- Born: Gerald William Vaughan Hine-Haycock 13 January 1951 London, England
- Died: 29 June 2023 (aged 72)
- Education: Wellington College, Berkshire (independent boarding school) University of Stirling Macalester College, Minnesota
- Occupations: Journalist, correspondent, presenter
- Employer(s): ITN, BBC News, Westward Television, HTV West, BBC West
- Known for: Fmr. ITN Correspondent Fmr. BBC News Correspondent Fmr. HTV West and BBC West television presenter Journalist and presenter

= Gerald Hine-Haycock =

British broadcaster (1951–2023)

Gerald William Vaughan Hine-Haycock (13 January 1951 – 29 June 2023), known in his earlier broadcasting career as Gerald Haycock, was a British broadcaster and journalist. He was a correspondent for Independent Television News and BBC News, and worked for former ITV regional broadcasters Westward Television and HTV West, and for BBC West (all in South West England), latterly as a programme presenter. He later became Director of the BBC Regional News Training Scheme, Course Director of the BBC's Journalist Training Scheme and Head of the BBC's SON&R Centre. From March 2020 to March 2021 he was the High Sheriff of Devon.

==Early life and education==
Gerald William Vaughan Hine-Haycock was born in London on 13 January 1951. He is the son of Brigadier William Hine-Haycock of the Duke of Cornwall's Light Infantry and Felicity Hine-Haycock (née Harrison) of Toorak, a suburb of Melbourne, Australia, and has two sisters, Rozanthe and Daphne.
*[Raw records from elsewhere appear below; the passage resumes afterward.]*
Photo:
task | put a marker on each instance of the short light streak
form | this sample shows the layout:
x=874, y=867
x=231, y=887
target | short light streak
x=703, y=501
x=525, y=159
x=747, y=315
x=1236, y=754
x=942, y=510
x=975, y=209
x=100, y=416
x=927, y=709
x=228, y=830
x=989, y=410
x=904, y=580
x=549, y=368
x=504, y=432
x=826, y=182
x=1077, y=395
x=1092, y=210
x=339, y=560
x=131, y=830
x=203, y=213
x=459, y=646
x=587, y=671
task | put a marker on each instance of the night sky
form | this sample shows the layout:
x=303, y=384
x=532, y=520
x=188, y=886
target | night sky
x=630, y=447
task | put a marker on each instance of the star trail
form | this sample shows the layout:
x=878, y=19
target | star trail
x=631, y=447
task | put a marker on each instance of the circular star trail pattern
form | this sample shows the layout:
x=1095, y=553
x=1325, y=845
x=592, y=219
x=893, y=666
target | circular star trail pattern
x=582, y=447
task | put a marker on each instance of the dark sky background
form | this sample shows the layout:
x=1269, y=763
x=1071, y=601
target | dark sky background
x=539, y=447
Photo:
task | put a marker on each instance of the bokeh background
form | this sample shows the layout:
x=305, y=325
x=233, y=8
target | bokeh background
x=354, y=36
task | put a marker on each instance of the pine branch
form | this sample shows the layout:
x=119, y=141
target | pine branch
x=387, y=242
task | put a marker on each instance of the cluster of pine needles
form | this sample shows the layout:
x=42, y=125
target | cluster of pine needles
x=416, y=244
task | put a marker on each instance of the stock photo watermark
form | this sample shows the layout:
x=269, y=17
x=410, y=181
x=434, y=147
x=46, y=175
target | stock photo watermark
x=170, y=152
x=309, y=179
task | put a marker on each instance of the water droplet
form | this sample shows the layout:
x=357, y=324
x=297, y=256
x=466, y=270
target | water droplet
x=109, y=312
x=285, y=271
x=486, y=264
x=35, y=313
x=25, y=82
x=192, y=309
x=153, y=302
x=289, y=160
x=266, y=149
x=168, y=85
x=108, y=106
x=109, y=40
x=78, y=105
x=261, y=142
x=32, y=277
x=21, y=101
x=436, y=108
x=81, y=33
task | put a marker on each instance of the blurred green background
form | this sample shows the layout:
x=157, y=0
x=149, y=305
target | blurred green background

Hine-Haycock was educated at Wellington College, a boarding independent school for boys (now co-educational) in the village of Crowthorne in Berkshire in South East England, followed by the University of Stirling in the city of Stirling in Central Scotland, where he graduated with BA Honours, and Macalester College, a private liberal arts college in Saint Paul, the capital city of Minnesota, in the United States, where he studied English in 1972–73.

==Life and career==
Hine-Haycock started in radio as a BBC graduate news trainee. He worked at BBC News, later becoming a reporter on Westward Diary for the-then ITV regional broadcasting contractor for South West England, Westward Television, followed by Independent Television News. In 1981, he joined the regional ITV company HTV West, followed by BBC West, where he presented BBC Points West (between 1991 and 2000 known as BBC News West), a regional BBC news programme. He then became BBC West's Staff Reporter, responsible for many national news stories across the BBC's output at home and abroad. He later became Director of the BBC Regional News Training Scheme, Course Director of the BBC's Journalist Training Scheme and Head of the BBC's SON&R (Sharing Opportunities across Nations & Regions) Centre, based in Bristol.
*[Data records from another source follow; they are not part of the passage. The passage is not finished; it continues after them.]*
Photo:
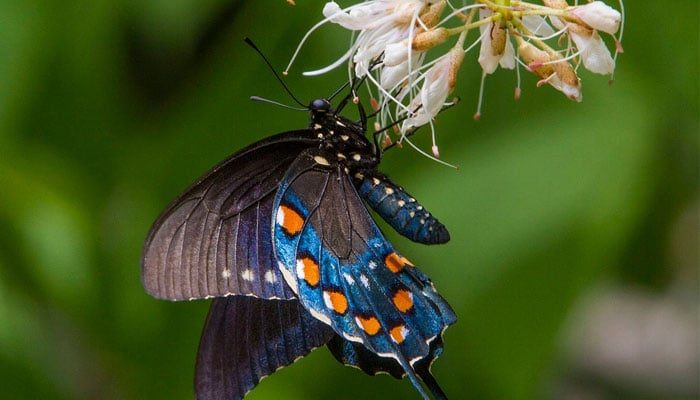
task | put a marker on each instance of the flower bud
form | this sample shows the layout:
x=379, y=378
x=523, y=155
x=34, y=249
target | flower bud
x=428, y=40
x=599, y=16
x=431, y=15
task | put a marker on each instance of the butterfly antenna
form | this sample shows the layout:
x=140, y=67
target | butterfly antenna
x=250, y=43
x=277, y=103
x=340, y=89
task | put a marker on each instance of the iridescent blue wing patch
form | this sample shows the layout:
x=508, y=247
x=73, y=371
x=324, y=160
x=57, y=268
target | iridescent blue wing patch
x=215, y=239
x=399, y=209
x=345, y=273
x=246, y=339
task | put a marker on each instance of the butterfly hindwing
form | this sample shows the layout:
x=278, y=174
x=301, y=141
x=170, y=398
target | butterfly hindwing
x=343, y=270
x=214, y=240
x=246, y=339
x=399, y=209
x=356, y=355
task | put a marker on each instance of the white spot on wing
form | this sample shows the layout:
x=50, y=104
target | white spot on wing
x=321, y=160
x=319, y=316
x=300, y=269
x=327, y=300
x=364, y=280
x=280, y=216
x=247, y=275
x=404, y=334
x=349, y=279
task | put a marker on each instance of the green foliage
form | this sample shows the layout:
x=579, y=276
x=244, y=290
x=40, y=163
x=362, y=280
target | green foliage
x=108, y=109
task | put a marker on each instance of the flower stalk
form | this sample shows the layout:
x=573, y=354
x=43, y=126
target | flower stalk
x=396, y=46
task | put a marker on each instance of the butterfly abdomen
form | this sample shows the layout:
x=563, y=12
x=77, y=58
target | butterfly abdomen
x=399, y=209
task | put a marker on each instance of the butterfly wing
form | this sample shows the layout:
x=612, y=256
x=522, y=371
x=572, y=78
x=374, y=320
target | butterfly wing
x=246, y=339
x=344, y=271
x=356, y=355
x=399, y=209
x=214, y=240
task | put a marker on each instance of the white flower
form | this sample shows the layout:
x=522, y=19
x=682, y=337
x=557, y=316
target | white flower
x=382, y=23
x=594, y=54
x=496, y=47
x=438, y=82
x=537, y=25
x=392, y=76
x=599, y=16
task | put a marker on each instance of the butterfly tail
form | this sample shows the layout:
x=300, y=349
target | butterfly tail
x=413, y=377
x=432, y=384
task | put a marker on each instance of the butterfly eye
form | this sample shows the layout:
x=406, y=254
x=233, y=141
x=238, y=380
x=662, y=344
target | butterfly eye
x=320, y=105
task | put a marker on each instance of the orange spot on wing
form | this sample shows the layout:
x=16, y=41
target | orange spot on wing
x=370, y=325
x=398, y=334
x=403, y=300
x=291, y=221
x=338, y=302
x=312, y=273
x=395, y=263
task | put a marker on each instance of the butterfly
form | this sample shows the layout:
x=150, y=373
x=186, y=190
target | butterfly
x=279, y=234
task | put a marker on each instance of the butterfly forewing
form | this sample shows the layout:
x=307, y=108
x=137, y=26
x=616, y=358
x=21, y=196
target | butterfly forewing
x=215, y=239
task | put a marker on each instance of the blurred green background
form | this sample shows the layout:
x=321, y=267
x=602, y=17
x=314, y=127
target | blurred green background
x=574, y=255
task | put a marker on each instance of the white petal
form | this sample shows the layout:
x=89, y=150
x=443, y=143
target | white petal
x=396, y=53
x=508, y=58
x=357, y=19
x=599, y=15
x=537, y=25
x=595, y=55
x=557, y=22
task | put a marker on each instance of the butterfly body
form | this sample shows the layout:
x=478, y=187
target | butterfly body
x=284, y=221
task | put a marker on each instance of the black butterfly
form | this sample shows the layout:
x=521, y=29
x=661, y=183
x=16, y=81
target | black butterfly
x=278, y=234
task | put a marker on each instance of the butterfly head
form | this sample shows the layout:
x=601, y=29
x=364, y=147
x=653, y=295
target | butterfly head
x=341, y=136
x=320, y=106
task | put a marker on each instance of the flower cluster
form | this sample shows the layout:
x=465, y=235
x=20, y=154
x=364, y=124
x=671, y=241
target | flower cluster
x=398, y=47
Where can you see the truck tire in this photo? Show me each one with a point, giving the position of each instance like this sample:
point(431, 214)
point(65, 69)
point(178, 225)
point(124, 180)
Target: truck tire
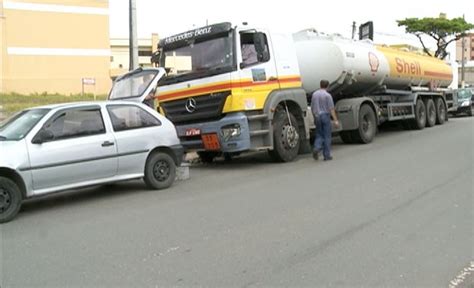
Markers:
point(367, 125)
point(440, 111)
point(207, 156)
point(420, 115)
point(160, 171)
point(10, 199)
point(346, 137)
point(430, 113)
point(286, 139)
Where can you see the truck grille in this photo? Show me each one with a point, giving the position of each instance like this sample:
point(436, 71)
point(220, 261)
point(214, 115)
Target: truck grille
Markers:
point(200, 107)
Hine-Haycock was selected as High Sheriff of Devon for the year 2020–2021.

==Personal life and death==
Hine-Haycock had a wife, Judy, and four children. They lived at Hempstone Park in the village of Littlehempston (near the market town of Totnes) in Devon, in South West England, and provide bed-and-breakfast accommodation.

Gerald Hine-Haycock died on 29 June 2023, at the age of 72.